Im Präsidium angelangt inspizierte sie kurz ihren neuen Schreibtisch und legte den Schlüsselbund der Ermordeten in die oberste Schublade. Markus überreichte sie den Schlüssel für den Spind. „Gibst du ihn der Spusi. Sie sollen mal schauen, was sie da noch so finden und gibt es vielleicht einen Wagen, den ich nutzen kann, Markus?“ „Leider nein, aber unten ist ne Streife, die fährt dich.“ Dann verließ er wortlos das Zimmer. Das Gefühl, dass hier etwas nicht stimmte, verfestigte sich. Besonders freundlich war das nicht. Es klang schon so ein bisschen wie: Sieh zu, dass du klarkommst.

Als Barbara in ihrer Wohnung ankam, schlüpfte sie gleich unter die Dusche und legte sich auf ihre Matratze. Die Klamotten weiter auspacken, konnte sie auch morgen machen, dachte sie.

Kapitel 3

Hilde, 26. September

Schon halb sechs! Hilde schlug ihre Decke zurück und setzte sich auf die Bettkante. So lange schlief sie sonst nie nach dem Essen. Hatte es heute etwas Besonderes gegeben, dass sie sich so zerschlagen fühlte? Eine WG Besprechung, eine Aktion im Küchengarten oder einen Arztbesuch? Sie konnte sich nicht erinnern.

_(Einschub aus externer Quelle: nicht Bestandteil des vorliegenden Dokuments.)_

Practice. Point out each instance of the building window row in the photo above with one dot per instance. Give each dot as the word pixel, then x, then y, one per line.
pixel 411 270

Nach dem Gang zur Toilette setzte sie Teewasser auf. Zwar konnte sie jederzeit heiße Getränke in der WG Küche bekommen, aber der Wasserkocher im eigenen Zimmer gab ihr ein Gefühl von Unabhängigkeit. Sie kramte im Vorratsschrank nach der Blechdose mit den Lavendelblüten und befüllte den Siebeinsatz ihrer Kräutertasse. Hilde genoss es jedes Mal, wenn das dampfende Wasser über die getrockneten Blüten gluckerte und ihr feines Aroma frei gab. Sie atmete tief durch die Nase ein. Wunderbar, dieser Blumenduft! Vorsichtig trug sie die heiße Tasse zum Tisch hinüber und setzte sich in den Ohrensessel. Sohn Michael hatte ihn vor Hildes Umzug neu beziehen lassen. Robuster Wollstoff mit exotischem Pflanzenmuster.

Der Blick durch das Balkonfenster war heute nicht so schön. Gleichmäßiges Grau, durchzogen mit feinem Nieselregen. Von den Blättern der Geranien tropfte es hier und da. In dieser trüben Spätsommerstimmung fiel ihr die Sammlung mit den gepressten Blumen ein. Gerade als sie das Album aus dem Bücherregal ziehen wollte, klopfte es und Almut kam herein. Sie sah irgendwie besorgt aus.

„Geht es dir wieder besser?”

Hilde wunderte sich über die Frage.

„Ging es mir denn schlecht? Komm, setz dich und trink einen Tee mit mir.”

Almut lachte erleichtert.

„Gern, aber nichts aus deiner Kräutersammlung.”